Thank you so much in advance for any help!

  • Operating System: Windows 10
  • brms Version: 2.3.1

#2

First, I would leave sigma as is and not predict it at least for now. If that still fails, you need to specify reasonable priors on the “random” effects standard deviations (via class = "sd" in set_prior). Very likely their default priors are far too wide, which may cause some problems.

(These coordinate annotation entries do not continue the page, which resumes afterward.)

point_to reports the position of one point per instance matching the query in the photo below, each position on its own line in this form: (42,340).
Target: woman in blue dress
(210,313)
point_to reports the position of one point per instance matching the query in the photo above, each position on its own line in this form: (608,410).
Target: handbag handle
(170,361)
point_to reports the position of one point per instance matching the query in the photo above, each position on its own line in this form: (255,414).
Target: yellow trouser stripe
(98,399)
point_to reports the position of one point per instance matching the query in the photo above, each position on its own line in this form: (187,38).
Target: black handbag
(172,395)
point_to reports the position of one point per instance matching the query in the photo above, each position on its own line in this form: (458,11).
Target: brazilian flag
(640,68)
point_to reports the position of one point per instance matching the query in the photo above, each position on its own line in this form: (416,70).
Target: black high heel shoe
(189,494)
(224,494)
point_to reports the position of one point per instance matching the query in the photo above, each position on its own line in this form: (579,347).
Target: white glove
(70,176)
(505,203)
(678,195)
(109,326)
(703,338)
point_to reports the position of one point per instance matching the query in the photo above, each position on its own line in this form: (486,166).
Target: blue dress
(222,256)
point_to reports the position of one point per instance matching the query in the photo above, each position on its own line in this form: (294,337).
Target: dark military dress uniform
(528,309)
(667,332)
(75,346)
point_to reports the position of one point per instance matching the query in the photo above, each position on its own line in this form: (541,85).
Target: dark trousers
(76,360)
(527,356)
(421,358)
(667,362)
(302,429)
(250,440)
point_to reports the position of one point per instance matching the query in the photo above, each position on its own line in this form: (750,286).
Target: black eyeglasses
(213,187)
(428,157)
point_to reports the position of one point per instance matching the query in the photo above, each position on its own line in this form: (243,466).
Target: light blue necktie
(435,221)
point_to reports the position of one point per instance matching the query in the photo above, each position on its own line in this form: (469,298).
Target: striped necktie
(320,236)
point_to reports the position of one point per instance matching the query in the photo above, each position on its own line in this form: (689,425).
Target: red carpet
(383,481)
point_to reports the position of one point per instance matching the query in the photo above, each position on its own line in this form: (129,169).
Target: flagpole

Also, you seem to specify formulas for vb twice. I believe the second just overwrites the first, but it is still confusing when reading the model specification.


#3

As another recommendation: Try to make sure that your non-linear parameters are roughly of the same order of magnitute. If one is, say, between 0.001 and 0.01 and another is between 100 and 1000, Stan may have trouble sampling from the model.


#4

Thanks so much for the response!

I tried removing sigma and ran into the same issues. Also noticed that the sigma in the single individual case was concentrated around 0.02, so I tried a much more restrictive prior over sigma to no avail. I guess it must be the SD priors then.

I’ll fiddle with them sometime this week then and get back to you!

Thanks again! I really appreciate the help!